Czy nowoczesne technologie mają ma wpływ na poziom bezrobocia.

Ostatnie kilka miesięcy to poprawiająca się sytuacja na pracowniczych rynkach – jak pokazują statystyki podane przez Ministerstwo Pracy, poziom bezrobocia osiągnął najniższy od prawie trzydziestu lat poziom. W październiku wynosiło około ośmiu procent, a jakieś spadki były widoczne w prawie wszystkich województwach. Taka sytuacja oznacza dla pracodawców, że mogą wystąpić pewne kłopoty ze znalezieniem dobrych pracowników.

Z całą pewnością tego typu sytuacja jest widoczna w technologicznych branżach, w nich już od paru lat ludzie są przyzwyczajeni do tego, że to właśnie oni mogą dyktować. Lecz dość podobna sytuacja zaczyna mieć miejsce w coraz to nowych branżach, również w obszarach, w jakich całkiem niedawno jeszcze warunki dyktowały firmy.

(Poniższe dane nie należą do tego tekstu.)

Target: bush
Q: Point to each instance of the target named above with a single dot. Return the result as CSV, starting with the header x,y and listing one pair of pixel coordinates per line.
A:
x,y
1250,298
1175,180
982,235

Taka sytuacja będzie korzystna nie tylko dla pracowników, lecz również dla gospodarki, jaką będzie rozruszał wzrost wynagrodzeń. Oprócz tego coraz większe znaczenie mają różne dodatki, którymi kusi się pracowników. Zaliczyć do nich między innymi można karty sportowe, prywatną opiekę zdrowotną czy ubezpieczeniowe pakiety dla pracowników i ich rodzin.

Co interesujące, w naszym kraju trendy przedstawiają się zupełnie inaczej, niż w innych krajach, gdzie obserwowany jest systematyczny wzrost wysokości bezrobocia. Międzynarodowa Organizacja pracy ocenia, że już w tym roku ilość ludzi nie mających stałego zatrudnienia może osiągnąć poziom nawet 200 milionów. Najważniejszą przyczyną takich problemów jest gorsza sytuacja gospodarcza.

Wbrew tezom licznych osób, technologiczny rozwój i automatyzacja pracy nie mają dużego wpływu na wysokość bezrobocia. Tego typu hasła słyszy się często od dwustu lat, a cały czas pomimo wykorzystywania ogromnych ilości najróżniejszych urządzeń pracowników nic nie zastąpi. Natomiast faktycznie tak jest, że zaawansowane rozwiązania technologiczne mogą spowodować znikanie niektórych profesji i tworzenie się zupełnie nowych.

Ilość takich nowych zawodów w ostatnich latach rośnie bardzo dynamicznie, albo korzystają one w bezpośredni sposób z nowoczesnych technologii, albo zapewniają jej odpowiednią obsługę. Dlatego też widoczna jest coraz bardziej decentralizacja zatrudnienia i większa elastyczność pracowników, którzy chcąc mieć atrakcyjne zajęcie inwestować muszą we własny rozwój i nie bać się zmian.